Лазарь был молодым и выносливым. Если бы не постоянное чувство голода, он, может быть, оледенел бы всем сердцем, забыл обо всем, обо всех. Но голод его будоражил. От голода он становился живучим. От голода он не мог спать. Изба, куда его с первого дня подселили к старухе Анисье, из раскулаченных, давно схоронившей детей, мужа, внуков, высокой, с ресницами, снега белее, с морщинами, глубже следов от полозьев, была вросшим в землю, трухлявым строением. Он ел свой паек за синей ситцевой занавеской, нарядно отгородившей топчан, на котором он спал, от печи. Анисья, прямая, в платке до ресниц, толкла в медной ступке сухую крапиву. Ее добавляли в муку. Съеденный за один присест кусок серого, всегда слегка влажного хлеба усиливал голод. Он даже не чувствовал вкуса того, что быстро прожевывал, сразу же сглатывал. Анисья ему говорила:
– Попей. Вода холонит и тоску разгоняет.
Он слушался, пил. Анисья могла бы его ненавидеть: ее сыновья давно сгнили в земле, а он, – непонятно, чей сын, – был жив и дышал. Но в ней была жалость, хотя и негромкая: на все нужны силы. Посреди ночи он просыпался от голода, Анисья храпела во сне. Тогда он вставал, выходил, стуча зубами, в ледяной чулан, где висели связки лука и несколько связок грибов. Если бы мама или Зиги – в скользящем, сиреневом, шелковом галстуке – его сейчас видели! Он воровал лук, осторожно отколупливал сморщенные чешуйки и быстро жевал их, потом сосал кислый коричневый гриб и, чувствуя, что уже хочется спать, ложился опять на топчан. Во сне к нему шли Сюся с Гретой, и Лия, и отчим, и мама, и Эрих с Ароном, но их относило порывами ветра.
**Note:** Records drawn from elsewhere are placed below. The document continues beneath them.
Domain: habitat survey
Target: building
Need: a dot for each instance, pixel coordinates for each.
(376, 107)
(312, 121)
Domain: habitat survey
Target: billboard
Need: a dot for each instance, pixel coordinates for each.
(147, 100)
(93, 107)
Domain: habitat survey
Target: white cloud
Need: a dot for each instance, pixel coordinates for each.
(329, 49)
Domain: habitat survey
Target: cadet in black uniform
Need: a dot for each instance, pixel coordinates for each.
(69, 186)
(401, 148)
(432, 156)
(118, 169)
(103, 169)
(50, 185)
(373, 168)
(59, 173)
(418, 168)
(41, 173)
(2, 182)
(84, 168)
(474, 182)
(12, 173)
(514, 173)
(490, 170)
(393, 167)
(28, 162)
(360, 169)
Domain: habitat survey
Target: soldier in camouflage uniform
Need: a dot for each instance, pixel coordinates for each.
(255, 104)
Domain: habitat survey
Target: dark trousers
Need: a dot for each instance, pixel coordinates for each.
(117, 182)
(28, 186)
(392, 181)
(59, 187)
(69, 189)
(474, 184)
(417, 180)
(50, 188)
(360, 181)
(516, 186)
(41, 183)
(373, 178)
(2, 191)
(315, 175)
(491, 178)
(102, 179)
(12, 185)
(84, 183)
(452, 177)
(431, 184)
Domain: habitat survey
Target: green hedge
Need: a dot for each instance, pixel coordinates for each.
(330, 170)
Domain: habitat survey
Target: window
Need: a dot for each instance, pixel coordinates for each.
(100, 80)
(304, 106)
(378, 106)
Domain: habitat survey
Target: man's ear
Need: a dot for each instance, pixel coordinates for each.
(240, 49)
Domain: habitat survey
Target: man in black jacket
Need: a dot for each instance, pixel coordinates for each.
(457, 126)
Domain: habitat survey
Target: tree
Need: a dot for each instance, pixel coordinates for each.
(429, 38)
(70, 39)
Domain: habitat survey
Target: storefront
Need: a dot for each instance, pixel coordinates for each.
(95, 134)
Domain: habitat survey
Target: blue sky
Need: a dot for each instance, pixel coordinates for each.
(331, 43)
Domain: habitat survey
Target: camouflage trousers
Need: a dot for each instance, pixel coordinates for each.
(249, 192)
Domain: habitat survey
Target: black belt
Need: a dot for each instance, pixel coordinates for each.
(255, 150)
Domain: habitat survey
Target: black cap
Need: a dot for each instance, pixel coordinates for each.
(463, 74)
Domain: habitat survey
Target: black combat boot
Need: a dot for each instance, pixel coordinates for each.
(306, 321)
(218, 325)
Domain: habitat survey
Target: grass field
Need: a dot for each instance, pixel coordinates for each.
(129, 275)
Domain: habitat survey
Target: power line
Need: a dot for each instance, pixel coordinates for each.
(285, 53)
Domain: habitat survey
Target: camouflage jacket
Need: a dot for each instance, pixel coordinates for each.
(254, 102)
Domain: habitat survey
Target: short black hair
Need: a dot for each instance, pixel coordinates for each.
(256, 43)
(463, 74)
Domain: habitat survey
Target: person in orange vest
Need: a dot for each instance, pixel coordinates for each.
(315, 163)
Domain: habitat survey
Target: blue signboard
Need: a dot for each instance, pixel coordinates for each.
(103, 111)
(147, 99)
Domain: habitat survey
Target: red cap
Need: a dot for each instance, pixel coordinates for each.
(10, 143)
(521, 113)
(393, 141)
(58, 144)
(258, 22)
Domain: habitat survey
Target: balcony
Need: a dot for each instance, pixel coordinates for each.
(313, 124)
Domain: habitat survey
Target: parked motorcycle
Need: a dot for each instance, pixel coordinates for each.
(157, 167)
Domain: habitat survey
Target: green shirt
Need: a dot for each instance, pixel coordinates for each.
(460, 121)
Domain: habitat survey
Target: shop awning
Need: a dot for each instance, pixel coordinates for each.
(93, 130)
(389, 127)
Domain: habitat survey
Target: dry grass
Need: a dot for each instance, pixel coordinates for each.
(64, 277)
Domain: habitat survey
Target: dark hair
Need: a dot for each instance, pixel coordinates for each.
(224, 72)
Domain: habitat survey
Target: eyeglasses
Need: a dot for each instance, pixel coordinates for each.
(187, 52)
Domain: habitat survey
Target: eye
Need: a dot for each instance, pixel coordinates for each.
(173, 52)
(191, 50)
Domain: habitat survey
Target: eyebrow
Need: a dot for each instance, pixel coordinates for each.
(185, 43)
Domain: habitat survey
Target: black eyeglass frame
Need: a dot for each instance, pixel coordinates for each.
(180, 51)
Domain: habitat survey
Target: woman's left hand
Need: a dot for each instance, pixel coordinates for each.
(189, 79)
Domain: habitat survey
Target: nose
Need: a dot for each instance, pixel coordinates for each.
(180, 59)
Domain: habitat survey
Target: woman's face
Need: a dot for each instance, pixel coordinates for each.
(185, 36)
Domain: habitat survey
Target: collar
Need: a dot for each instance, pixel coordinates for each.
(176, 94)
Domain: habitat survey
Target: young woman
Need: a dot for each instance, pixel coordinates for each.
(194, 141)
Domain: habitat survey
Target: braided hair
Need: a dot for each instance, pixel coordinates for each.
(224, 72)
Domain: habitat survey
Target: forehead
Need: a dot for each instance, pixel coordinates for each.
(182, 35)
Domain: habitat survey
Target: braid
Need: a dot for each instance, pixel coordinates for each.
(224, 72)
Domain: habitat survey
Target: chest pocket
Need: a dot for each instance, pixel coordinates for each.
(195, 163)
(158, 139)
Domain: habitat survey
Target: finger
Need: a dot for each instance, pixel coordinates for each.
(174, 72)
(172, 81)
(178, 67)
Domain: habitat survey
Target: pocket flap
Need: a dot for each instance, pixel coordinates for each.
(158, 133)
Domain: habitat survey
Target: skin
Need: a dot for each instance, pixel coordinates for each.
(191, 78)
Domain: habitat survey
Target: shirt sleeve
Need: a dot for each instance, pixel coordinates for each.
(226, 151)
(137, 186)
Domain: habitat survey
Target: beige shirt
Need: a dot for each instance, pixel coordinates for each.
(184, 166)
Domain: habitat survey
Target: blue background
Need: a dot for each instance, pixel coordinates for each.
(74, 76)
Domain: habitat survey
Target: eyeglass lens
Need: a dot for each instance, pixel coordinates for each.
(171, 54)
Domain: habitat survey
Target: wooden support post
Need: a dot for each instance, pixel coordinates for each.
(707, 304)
– Жанился б ты, Леша, – сказала Анисья. – Мушшина тут есть. Из Москвы. Их евакуировали от фашистов. Яврей, как и ты. С дочерами. Кудлатые! Они тобя, может, подкормят.
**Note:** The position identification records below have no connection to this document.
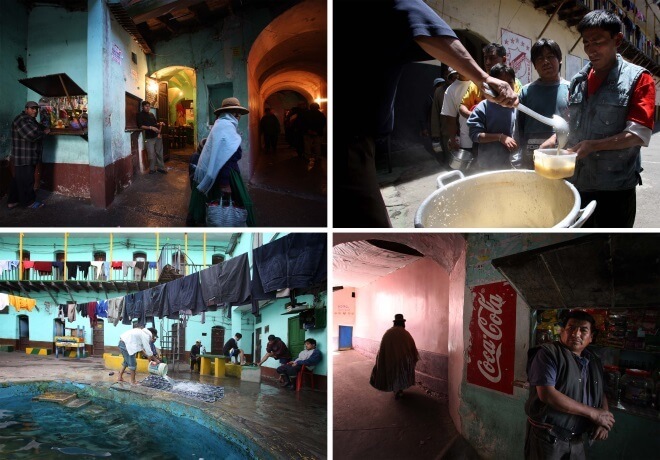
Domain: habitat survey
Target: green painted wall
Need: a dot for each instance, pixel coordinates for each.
(493, 422)
(13, 43)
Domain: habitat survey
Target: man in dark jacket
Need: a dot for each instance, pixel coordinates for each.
(309, 358)
(27, 146)
(276, 349)
(269, 126)
(566, 403)
(313, 125)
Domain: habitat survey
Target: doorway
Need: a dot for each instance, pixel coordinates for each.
(23, 332)
(177, 102)
(98, 338)
(345, 337)
(217, 339)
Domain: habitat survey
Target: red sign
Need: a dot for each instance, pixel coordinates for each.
(493, 336)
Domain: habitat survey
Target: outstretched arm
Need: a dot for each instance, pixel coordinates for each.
(451, 51)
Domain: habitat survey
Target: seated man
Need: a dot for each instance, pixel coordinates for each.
(231, 349)
(194, 356)
(309, 357)
(276, 349)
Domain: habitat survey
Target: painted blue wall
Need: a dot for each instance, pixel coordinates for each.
(13, 41)
(42, 248)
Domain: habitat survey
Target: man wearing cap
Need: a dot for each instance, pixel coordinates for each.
(153, 141)
(27, 147)
(396, 360)
(131, 343)
(451, 121)
(219, 157)
(195, 356)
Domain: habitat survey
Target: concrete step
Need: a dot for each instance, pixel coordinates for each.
(78, 403)
(59, 397)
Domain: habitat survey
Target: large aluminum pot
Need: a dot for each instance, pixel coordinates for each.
(502, 199)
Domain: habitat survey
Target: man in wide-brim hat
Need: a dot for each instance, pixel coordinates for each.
(231, 104)
(395, 363)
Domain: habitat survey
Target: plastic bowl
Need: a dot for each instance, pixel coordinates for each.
(549, 164)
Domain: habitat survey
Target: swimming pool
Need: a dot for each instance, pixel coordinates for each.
(122, 424)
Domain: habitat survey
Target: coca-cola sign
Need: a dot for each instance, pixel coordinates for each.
(492, 337)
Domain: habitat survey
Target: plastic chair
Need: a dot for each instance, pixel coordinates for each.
(301, 373)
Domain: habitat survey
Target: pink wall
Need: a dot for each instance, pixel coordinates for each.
(421, 292)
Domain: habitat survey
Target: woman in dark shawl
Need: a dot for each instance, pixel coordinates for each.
(396, 360)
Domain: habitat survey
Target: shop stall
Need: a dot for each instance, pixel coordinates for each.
(63, 105)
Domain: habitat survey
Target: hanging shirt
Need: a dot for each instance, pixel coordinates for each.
(72, 312)
(4, 301)
(102, 309)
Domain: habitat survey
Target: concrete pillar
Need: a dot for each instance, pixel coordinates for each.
(98, 21)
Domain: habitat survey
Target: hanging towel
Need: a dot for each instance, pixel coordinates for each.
(4, 301)
(115, 310)
(126, 265)
(91, 312)
(71, 312)
(98, 269)
(102, 309)
(44, 268)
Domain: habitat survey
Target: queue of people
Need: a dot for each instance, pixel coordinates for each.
(608, 145)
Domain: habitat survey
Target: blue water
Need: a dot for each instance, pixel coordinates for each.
(102, 429)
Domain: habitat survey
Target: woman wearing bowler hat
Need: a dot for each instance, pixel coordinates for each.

По пятницам Лазарь ходил в комендатуру за двенадцать километров в областной центр Юзгино и там отмечался.
– Ишшо не сбежал? – добродушно спрашивал его одноногий комендант с прокуренными, желтыми, жесткими, как старые иглы у сосен, усами. – Ну-ну. Далеко не сбежишь…
Эвакуированные жили в бараках на берегу Тути, речонки широкой, но мелкой, безрыбной.
– Дак как я пойду? – с немецким акцентом, но так же тягуче, как здесь говорили, спросил он однажды. – Зачем я им нужен?
– Старухи сказали: «жанить надо Лешу. А то он помрот у тебя. Пушшай лучше к этим явреям идот. Поскоку у них пишша есть».
– Откуда у них сейчас пишша? – спросил он.
– Дак умный мушшина, яврей. Пошел счетоводом в колхоз. Ему лошадь дали. А там, может даже, корову дадут. В бараке живет, а особо от всех. Хороший барак, самый лучший. И с хлевом.